FASB Outlook – How Recent Decisions by the FASB Board to Reset its Agenda Might Impact Nonprofits
The Financial Accounting Standards Board (FASB) voted Wednesday, January 29 to reorganize its future agenda in order to focus more closely on the issues most important to FASB stakeholders. This comes as the Board anticipates completion of its remaining four convergence projects for harmonizing U.S. GAAP with International Financial Reporting Standards (IFRS).
The reorganization of the FASB agenda was guided by the results of a survey conducted by the FASB last year of more than 100 members of various FASB advisory groups and other interested parties on future priorities for standard-setting. The group surveyed consisted of a number of different stakeholders that included preparers, investors, auditors, academics, industry organizations and other users and readers of financial statements.
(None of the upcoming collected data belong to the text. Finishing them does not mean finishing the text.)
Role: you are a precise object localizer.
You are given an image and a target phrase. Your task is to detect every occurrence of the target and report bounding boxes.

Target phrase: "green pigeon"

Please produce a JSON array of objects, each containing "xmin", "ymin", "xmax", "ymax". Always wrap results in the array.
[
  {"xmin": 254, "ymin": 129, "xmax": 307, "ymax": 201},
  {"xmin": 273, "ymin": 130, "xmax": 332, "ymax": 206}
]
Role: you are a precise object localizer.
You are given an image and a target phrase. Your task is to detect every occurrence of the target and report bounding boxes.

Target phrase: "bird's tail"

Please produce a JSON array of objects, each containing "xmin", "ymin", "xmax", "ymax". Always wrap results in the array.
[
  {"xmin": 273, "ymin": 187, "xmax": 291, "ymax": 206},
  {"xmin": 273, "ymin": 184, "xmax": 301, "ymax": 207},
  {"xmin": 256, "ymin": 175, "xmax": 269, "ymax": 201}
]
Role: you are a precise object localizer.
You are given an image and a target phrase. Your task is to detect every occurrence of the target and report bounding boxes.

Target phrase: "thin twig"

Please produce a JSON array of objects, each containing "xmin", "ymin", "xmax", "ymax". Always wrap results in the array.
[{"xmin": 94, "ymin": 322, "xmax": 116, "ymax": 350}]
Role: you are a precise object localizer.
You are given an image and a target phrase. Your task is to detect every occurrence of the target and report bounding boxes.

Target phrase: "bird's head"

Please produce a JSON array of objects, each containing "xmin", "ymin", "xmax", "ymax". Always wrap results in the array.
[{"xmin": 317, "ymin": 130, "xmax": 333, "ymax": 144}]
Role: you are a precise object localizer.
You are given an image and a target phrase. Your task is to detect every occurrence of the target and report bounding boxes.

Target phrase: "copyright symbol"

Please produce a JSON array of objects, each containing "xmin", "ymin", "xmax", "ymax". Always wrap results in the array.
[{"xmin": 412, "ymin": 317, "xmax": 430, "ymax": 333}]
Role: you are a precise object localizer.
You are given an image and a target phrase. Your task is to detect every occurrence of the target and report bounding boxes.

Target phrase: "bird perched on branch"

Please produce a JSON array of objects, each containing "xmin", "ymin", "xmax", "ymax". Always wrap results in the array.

How might the reorganization impact nonprofit organizations? There are several key areas to monitor over the coming months, including:
- The Government Assistance Project : The FASB Board voted to add this project to its technical agenda as a way to develop guidance for disclosure requirements related to various types of government assistance. Presently, the FASB’s Accounting Standard Codification lacks specific guidance on accounting for and disclosure of government assistance, which some believe results in significant shortcomings in these organizations’ financial statements. There currently exists guidance promulgated by International Accounting Standards Board under IFRS 20, Accounting for Government Grants and Disclosure of Government Assistance, and since convergence with IFRS is a fundamental goal of the FASB, we
can expect the Board to investigate how those standards would impact any guidance issued in this regard.
- Project Removal: The FASB Board also voted to remove the Not-for-Profit Financial Reporting: Other Financial Communications project from its research agenda. In this project, the FASB was considering whether adding a Management Discussion and Analysis section to nonprofit financials would be useful. While the Board discussed a number of factors underlying the basis of their decision to remove this project, the key factors revolved around whether the final recommendations would be voluntary rather than mandatory. There was also a general cautiousness around tackling a project beyond the scope of traditional standard-setting activities, as it involves reporting outside of the basic financial statements.
- Private Company Council: During the meeting, the Board also decided that the Private Company Council (a group of stakeholders that works with the FASB to determine adjustments in accounting standards for privately held companies) should consider doing pre-agenda work on phase two of the “Definition of a Nonpublic Entity” project. This may impact nonprofits that are required to include certain financial statement disclosures that are normally reserved for public companies by virtue of the fact that they hold public debt instruments, which make them, by definition, “public” entities.